Looks like about 3 1/2 years old to me.

Bear


----------



## tallbm (Nov 16, 2017)

Wow nice!


----------



## HalfSmoked (Nov 17, 2017)

Glad to see you guys are having some luck. I miss it not able to do it anymore.

Hey bear when are you going to smoke some I might have to stop by. :D

Warren


----------



## chilerelleno (Nov 17, 2017)

Tomorrow is the first day of Bama's Gun Season, I had an invite to hunt a friend's property... But...
But my wife is the guest speaker for the Baldwin Writers Group tomorrow and I have to play Mr.

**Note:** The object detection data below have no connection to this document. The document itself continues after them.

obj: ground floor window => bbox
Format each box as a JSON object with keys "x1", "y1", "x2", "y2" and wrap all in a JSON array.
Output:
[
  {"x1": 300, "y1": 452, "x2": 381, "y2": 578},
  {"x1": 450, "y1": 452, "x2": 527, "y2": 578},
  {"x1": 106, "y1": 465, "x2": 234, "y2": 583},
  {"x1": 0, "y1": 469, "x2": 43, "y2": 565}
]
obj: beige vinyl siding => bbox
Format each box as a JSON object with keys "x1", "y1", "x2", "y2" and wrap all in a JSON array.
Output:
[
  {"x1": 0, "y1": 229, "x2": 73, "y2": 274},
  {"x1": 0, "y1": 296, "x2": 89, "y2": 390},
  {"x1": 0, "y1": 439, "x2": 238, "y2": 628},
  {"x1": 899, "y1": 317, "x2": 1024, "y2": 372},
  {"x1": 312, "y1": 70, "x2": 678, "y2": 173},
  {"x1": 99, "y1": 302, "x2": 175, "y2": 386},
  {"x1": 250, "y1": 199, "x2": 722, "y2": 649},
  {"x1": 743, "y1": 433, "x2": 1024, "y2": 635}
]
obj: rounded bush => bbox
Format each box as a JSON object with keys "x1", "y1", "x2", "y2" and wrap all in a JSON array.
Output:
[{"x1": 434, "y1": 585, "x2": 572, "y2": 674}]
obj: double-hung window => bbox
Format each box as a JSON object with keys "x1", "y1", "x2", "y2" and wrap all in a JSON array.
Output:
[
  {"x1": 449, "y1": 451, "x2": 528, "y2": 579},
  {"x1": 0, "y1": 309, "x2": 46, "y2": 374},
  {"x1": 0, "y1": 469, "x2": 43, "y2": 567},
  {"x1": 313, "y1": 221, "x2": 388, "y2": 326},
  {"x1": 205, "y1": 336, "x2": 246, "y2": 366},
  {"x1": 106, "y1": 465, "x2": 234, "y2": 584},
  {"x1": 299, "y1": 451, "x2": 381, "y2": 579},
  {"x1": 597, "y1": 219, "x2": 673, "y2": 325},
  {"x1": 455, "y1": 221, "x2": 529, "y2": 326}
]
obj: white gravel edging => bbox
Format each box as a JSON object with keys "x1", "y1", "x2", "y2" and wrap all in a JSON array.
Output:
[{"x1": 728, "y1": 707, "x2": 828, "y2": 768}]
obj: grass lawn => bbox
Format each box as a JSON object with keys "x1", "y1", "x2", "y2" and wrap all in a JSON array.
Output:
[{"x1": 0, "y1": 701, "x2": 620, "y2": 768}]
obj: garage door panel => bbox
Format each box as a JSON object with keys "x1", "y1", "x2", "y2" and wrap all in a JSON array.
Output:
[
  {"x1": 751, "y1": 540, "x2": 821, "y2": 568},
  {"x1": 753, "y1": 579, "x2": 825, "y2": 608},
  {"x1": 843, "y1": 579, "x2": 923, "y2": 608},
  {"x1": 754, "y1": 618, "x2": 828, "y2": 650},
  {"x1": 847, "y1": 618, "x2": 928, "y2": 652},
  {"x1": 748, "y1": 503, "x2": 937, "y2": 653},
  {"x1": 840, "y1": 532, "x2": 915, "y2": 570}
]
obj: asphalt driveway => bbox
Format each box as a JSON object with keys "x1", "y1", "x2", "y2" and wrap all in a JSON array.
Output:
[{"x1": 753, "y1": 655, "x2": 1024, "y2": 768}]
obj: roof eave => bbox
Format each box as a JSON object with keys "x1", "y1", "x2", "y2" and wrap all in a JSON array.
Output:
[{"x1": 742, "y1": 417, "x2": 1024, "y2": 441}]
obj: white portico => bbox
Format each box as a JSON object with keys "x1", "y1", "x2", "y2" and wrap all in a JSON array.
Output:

Mom.
Grrrrrrrrrr!


----------



## Bearcarver (Nov 18, 2017)

halfsmoked said:


> Glad to see you guys are having some luck. I miss it not able to do it anymore.
> 
> Hey bear when are you going to smoke some I might have to stop by. :D
> 
> Warren



Thanks Warren!
Bear Jr didn't get one yet, and I'm still getting rid of the last remnants of last year's Deerburger.
The only Deer I smoke any more is Venison Dried Beef, and I don't have any Backstrap or Hind Quarters for that yet.

Bear


----------



## HalfSmoked (Nov 19, 2017)

Anything made with burger is good too. :D

Warren


----------



## Bearcarver (Nov 19, 2017)

halfsmoked said:


> Anything made with burger is good too. :D
> Warren



Exactly---We get everything but the Backstraps & the Hind Quarters turned into Deerburger with 25% Beef and 25% Pork. Even Mrs Bear Loves that !!!

Bear


----------



## WaterinHoleBrew (Nov 19, 2017)

gary s said:


> I know she is proud  Memory forever
> 
> Gary



Thanks Gary, for sure a great memory.  



bearcarver said:


> That's Awesome, Justin!!
> 
> And I love the way the shirt matches the weapon!! :)
> 
> Bear



Thanks Bear, she loves that Muddy Girl camo & her shirt had to match...  LOL.


----------



## WaterinHoleBrew (Nov 19, 2017)

tallbm said:


> That's awesome!
> Now to get her in on the smoking/cooking process I guess.  Extra pairs of hands usually help and I'm sure the food would taste better to a 10yr old if they helped make it :)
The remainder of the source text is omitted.